Zwischenzeit

Im Fokus der Ruhrtriennale 2018 standen die Perspektiven des Globalen Südens. In der Ausgabe 2019 untersuchen wir Aspekte europäischer Selbstkritik: Auf vielfältige Weise beschäftigen sich in diesem Jahr Künstler*innen mit der eigenen privilegierten europäischen Existenz. Dabei stellt sich die Frage: Wer darf wen in welchen Kontexten repräsentieren? Die Krise der Repräsentation entsteht aus der Erkenntnis, dass die europäische Demokratie immer auch schon eine rassistische Konstruktion war, die auf Macht und Privilegien beruht. Gleichzeitig ist es zwingend notwendig, die Idee der Demokratie zu verteidigen, sich mehr denn je für eine diverse, offene Gesellschaft und transnationale Öffentlichkeit einzusetzen und somit die Demokratie herzustellen, die es im Sinne von Gleichheit zu keiner Zeit gegeben hat. Der Raum dafür wird immer enger.

Aus diesem aktuellen Anlass entwickelt der Artiste associé Christoph Marthaler seine Musiktheater-Kreation über neuen Demokratieverlust, schockierende Exklusionspraktiken und nationalistische Ideologien. Vier weitere Arbeiten der Ruhrtriennale reflektieren das an Geltung und Deutungshoheit verlierende Europa. In der Jahrhunderthalle kreiert der ungarische Film- und Theaterregisseur Kornél Mundruczó mit der Musiktheaterproduktion Evolution in einer Auseinandersetzung mit György Ligetis Requiem musikalisch, szenisch und visuell einen Raum der Angst vor dem, was wiederkommt: „The beast comes back“ (Mundruczó). Jan Lauwers von Needcompany fragt sich in seiner neuen Arbeit All the good, die in der Maschinenhalle Zweckel Uraufführung feiert, welche Legitimation er als Weißer Künstler im interkulturellen Kontext hat. Heiner Goebbels betrachtet in seiner neuen Kreation Everything that Happened and Would Happen mit der Distanz eines Ethnologen die europäische Geschichte der Zerstörungen in starken Bildund Musik-Fragmenten. David Marton betreibt mit Henry Purcells Dido and Aeneas, remembered ein archäologisches Projekt, das nach Fragmenten europäischer Kultur gräbt. Viele der in der Ruhrtriennale 2019 arbeitenden Künstler*innen, unter anderem Christiane Jatahy, Faustin Linyekula oder Ofira Henig, erkunden in vollkommen unterschiedlichen Formaten die Auswirkungen jahrhundertelanger europäischer Dominanz auf heutige Lebensläufe, subjektive Erfahrungen, Wünsche und Vorstellungen. Marlene Monteiro Freitas zeigt auf PACT Zollverein ihre fulminanten Bacchae – Prelude to a Purge. Die umworbene israelische Choreographin Sharon Eyal wird die Uraufführung ihres neuen Werkes Chapter 3 im Rahmen der Ruhrtriennale feiern, ebenso wie der brasilianische Choreograph Bruno Beltrão.

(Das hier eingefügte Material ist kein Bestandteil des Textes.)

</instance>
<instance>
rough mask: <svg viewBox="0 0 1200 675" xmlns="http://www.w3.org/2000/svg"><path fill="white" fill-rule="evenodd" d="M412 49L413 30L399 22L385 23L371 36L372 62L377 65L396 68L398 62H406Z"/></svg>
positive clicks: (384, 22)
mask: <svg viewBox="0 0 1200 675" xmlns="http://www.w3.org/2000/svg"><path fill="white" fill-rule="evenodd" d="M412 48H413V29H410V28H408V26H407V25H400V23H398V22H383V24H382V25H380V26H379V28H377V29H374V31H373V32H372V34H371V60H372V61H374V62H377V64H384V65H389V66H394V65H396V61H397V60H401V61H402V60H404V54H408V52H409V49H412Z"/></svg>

Damit man auch die Krisen lustvoll er- und überlebt, trainiert der bildende Künstler Jonas Staal das Publikum für die Zukunft. Das Chorwerk Ruhr-Konzert ist Luciano Berio und Alessandro Striggio gewidmet. Auf zwei große Konzerte des Klangforum Wien mit dem Dirigenten Sylvain Cambreling darf man sich ebenso freuen wie auf die Fortsetzung der Reihe MaschinenHausMusik. Das Langzeitprojekt der Jungen Triennale #nofear wird fortgesetzt und erweitert. Third Space wird vom Künstler*innenkollektiv raumlaborberlin mit genüsslichen Ritualen des Miteinanders wiederbelebt; auch der Festivalcampus für internationale Studierende wird in eine neue Runde gehen.

Ich wünsche Ihnen und uns eine aufregende Festivalzeit!